The Wind Will Carry Us
With Behzad Dourani and the inhabitants of the village of Siah Dareh.
Iran, 1999, 35mm, color, 115 min.
Farsi with English subtitles.
Print source: New Yorker Films
The appearance of every Kiarostami film is now a major event. From the unlikely outpost of a country poorly understood by the West, this acclaimed Iranian director (Where is the Friend’s Home?, Taste of Cherry) has virtually reinvented the narrative cinema through his unique, spare means of developing story through encounters with the environment and its inhabitants. Kiarostami loves journeys that involve psychic discovery. In this one, a group of men, sophisticated urbanites with a cell phone, arrive from Tehran for a short stay at Siah Dareh, a village in Iranian Kurdistan. Their reasons for being there are unclear to us, but their actions lead the villagers to believe they are looking for treasure.

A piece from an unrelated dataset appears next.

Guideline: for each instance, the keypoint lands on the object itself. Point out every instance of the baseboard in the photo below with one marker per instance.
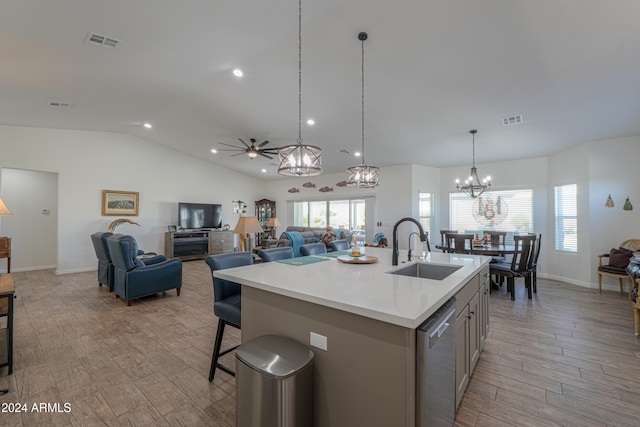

It is in the time between events—in a conversation with a café owner, in a trip to fetch milk from an underground stable—that the usual parable of progress brought to bear on backwardness is reversed. Ultimately, as in all Kiarostami’s work, the meaning of the story lies as much with the viewer as it does with the film. "Constructed with his trademark, soulful serenity and refreshingly minimalist approach," as the critic Dimitri Eipides has described it, The Wind Will Carry Us is "another essential film from a master filmmaker."